En attendant que mon cher ami menotte mon adorable plombier, j'attrape une belle pomme jaune sur le buffet. Quand je croque dedans, le jus chargé de vitamine me fait un bien fou. Le goût sucré et la fraîcheur me coule le long de l'œsophage. Mon corps, bien éveillé maintenant, se réanime doucement.

Marcel, lui, ne s'est toujours pas réveillé. Il est étalé au sol comme une larve, les mains liées par des menottes de fer gris. Marcel...Jean François m'a expliqué rapidement que son nom entier est Marcel Manny. Avec un nom pareil ça ne m'étonne qu'à moitié qu'il ait finit ainsi. Manny... des images du dessin animé de mon enfance apparaissent , « Manny et ses outils »... la tête du plombier remplace celle du personnage enfantin. Je me rappelle toujours du générique entraînant et des personnages qui nous apprenaient l'espagnol.

-Comment ça une piqûre de morphine ? Mon policer lève la tête avec un temps de réaction relativement long.

-Chacun son métier, chacun sa vie. Je fais mon boulot et toi le tiens. Rétorquais-je pour me défendre."

Son regard vert m'évalue de nouveau avant qu'il ne hausse les épaules.

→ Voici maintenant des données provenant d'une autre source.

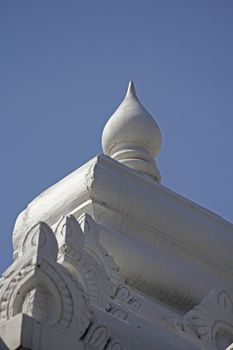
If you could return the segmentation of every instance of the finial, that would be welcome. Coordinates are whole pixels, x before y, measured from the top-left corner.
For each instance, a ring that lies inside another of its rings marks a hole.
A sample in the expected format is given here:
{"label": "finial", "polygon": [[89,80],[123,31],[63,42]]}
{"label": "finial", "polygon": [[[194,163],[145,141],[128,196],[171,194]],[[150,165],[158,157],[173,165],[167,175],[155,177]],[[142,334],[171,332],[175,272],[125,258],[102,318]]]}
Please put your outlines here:
{"label": "finial", "polygon": [[139,173],[160,181],[154,160],[160,146],[160,129],[139,102],[134,83],[130,81],[124,100],[103,130],[103,151]]}
{"label": "finial", "polygon": [[129,82],[125,97],[133,97],[138,101],[133,81]]}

Je jette le trognon restant de ma succulente pomme.

Jean-François ne peut rien faire contre moi.

Sans moi, c'est lui qui n'a plus de boulot. Je lui déniche souvent les plus grosses affaires une fois par mois, en l'occurrence ici l'affaire a une corpulence assez dodue. Mes trouvailles lui permettent de vivre et moi d'avoir une rentrée d'argent assez conséquente. Jean-François a une femme et une petite fille, il a vraiment besoin de son boulot pour elles.

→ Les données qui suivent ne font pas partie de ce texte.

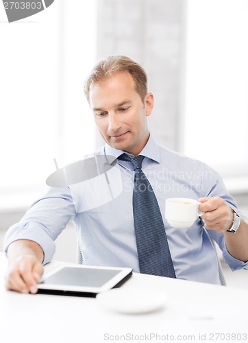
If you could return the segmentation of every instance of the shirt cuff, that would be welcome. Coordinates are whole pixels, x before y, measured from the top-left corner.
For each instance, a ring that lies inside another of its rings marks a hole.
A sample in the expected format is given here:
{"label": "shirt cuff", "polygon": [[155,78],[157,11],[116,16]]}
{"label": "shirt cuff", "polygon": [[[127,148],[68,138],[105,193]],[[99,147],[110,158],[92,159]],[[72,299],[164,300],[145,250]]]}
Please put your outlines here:
{"label": "shirt cuff", "polygon": [[3,241],[3,250],[6,255],[10,244],[18,239],[29,239],[39,244],[44,252],[42,263],[51,262],[55,252],[55,243],[44,230],[44,227],[39,227],[39,224],[30,222],[12,226],[6,233]]}

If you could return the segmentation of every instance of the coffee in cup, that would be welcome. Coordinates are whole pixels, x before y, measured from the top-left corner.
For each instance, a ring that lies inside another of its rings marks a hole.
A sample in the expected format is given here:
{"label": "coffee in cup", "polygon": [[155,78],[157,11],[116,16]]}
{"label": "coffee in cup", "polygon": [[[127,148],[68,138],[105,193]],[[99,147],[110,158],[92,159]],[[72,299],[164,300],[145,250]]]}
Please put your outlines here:
{"label": "coffee in cup", "polygon": [[200,204],[201,202],[195,199],[170,198],[165,202],[165,218],[171,226],[190,227],[204,214],[199,211]]}

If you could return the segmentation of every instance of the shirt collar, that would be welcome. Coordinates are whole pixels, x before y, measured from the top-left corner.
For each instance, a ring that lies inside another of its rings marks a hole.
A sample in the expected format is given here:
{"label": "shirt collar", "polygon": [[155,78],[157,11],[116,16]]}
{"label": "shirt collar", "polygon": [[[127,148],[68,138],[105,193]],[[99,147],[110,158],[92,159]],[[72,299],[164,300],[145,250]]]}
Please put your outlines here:
{"label": "shirt collar", "polygon": [[[105,154],[108,160],[108,164],[111,165],[119,156],[122,154],[125,154],[125,152],[123,150],[119,150],[111,147],[108,144],[105,145],[104,148]],[[145,156],[148,158],[155,161],[156,162],[160,163],[160,151],[158,144],[154,141],[151,134],[150,134],[148,141],[142,151],[140,152],[139,155]]]}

J'ai déjà vu sa fille, Alice, une fois. Il a voulu que je la garde la soirée de la Saint-Valentin pour qu'il puisse emmener son petit bout de femme dans un beau restaurant 3 étoiles. Je n'ai pas refusé, je n'ai jamais rien de prévu lors de la fête des amoureux.

Je me souviens encore des yeux pétillants de la jeune fille de 6 ans. La même forme en amende et le même vert profond que son père. Elle me posait des tonnes de question de façon naïve, sans aucun filtre. Je répondais à chacune d'entre elles, patiemment. Alice ne me jugeait pas, elle souriait et était toujours satisfaite, j'aurais aimé respirer le bonheur et les rêves comme elle lors de mon enfance.

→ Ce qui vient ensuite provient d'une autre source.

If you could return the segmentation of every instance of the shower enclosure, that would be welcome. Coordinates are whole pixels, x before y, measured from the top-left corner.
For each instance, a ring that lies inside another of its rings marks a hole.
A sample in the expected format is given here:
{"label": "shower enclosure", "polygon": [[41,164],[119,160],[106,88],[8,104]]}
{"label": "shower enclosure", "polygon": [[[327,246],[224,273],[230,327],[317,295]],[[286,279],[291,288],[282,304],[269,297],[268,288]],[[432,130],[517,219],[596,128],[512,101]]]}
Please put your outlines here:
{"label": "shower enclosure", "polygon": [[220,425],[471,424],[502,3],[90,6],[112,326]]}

Ne pas avoir peur du regard des autres.

Le soir, elle s'est endormie dans mon lit et moi sur le canapé du salon, satisfaite de notre soirée autour d'un plat de nouille sauté. Vers 2h du matin, alors que je regardais un film pour essayer vainement de dormir, la voix enfantine avait retenti dans tout l'appartement. Je me suis précipitée dans la chambre. Elle était au bord du lit, j'ai allumé la lumière et vu les yeux noyés de larme d'Alice. Elle m'a expliqué qu'un monstre était caché sous le lit.

Je lui ai affirmé que non. Les monstres ne se cachent pas sous les lits, les monstres ils sont là, dehors, ils se cachent dans le cœur des gens.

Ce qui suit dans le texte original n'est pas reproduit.